In the first demonstration, conducted on 40 acres at JayMar Farms, the field was divided into three sections: one section was treated with chemical fungicides alone, the second section was treated with the BVT system and the same chemical program used in the first section, while in the third section the BVT system was used with a 50 per cent reduction in the chemical sprays.
  • The two sections with the BVT system had statistically significant reductions in incidence of botrytis gray mold (3 per cent vs 13 per cent)
  • The section where the BVT system was used with a 50 per cent reduction of the chemical fungicides had the best marketable yield, 26 per cent better yield than chemicals alone in direct comparisons
  • The section where the BVT system was used together with the full chemical program produced a 6 per cent higher yield than where the chemicals were used alone in direct comparisons
The second grower demonstration was conducted on 20 acres with three sections: one section was treated with chemical fungicides alone, while the other two were treated with the BVT system in addition to the chemical fungicide program.
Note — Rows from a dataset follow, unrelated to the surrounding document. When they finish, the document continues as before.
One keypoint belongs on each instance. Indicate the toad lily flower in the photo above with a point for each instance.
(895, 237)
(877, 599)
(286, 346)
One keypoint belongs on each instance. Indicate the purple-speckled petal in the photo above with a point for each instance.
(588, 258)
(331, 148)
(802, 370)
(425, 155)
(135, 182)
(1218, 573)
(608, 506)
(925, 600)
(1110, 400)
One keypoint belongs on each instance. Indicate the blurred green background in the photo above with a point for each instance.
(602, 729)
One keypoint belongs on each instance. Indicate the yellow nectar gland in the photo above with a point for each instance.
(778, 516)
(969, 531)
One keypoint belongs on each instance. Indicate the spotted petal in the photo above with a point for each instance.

  • All sections of the field had low levels of botrytis gray mold
  • The two sections where the BVT system was used produced 6 per cent and 24 per cent more marketable yield respectively than chemical fungicides alone
  • On average for the season, plants in the sections where the BVT system was used produced 11 per cent more berries per plot compared against the chemical fungicide section
The third grower demonstration was conducted on 10 acres with two sections: one with a chemical program, and the other with the BVT system plus the same chemical program.
  • Both sections of the field had low levels of incidence of the botrytis disease
  • The section with the BVT system had a 29 per cent higher marketable yield across two observations when compared against the chemical only section
The Company is continuing to successfully execute on its documented growth strategy while driving towards commercialization of its proprietary system. BVT is selectively expanding its market opportunities while continuing towards securing U.S. Environmental Protection Agency (EPA) regulatory approval of its BVT-CR7 beneficial microbe.

In the next six months, the Company will complete its go to market planning for the commercial launch including finalizing the business model, pricing and distribution partnerships, and is planning trials in additional crops and countries, including sunflowers in the U.S. and in strawberries and tomatoes in Europe.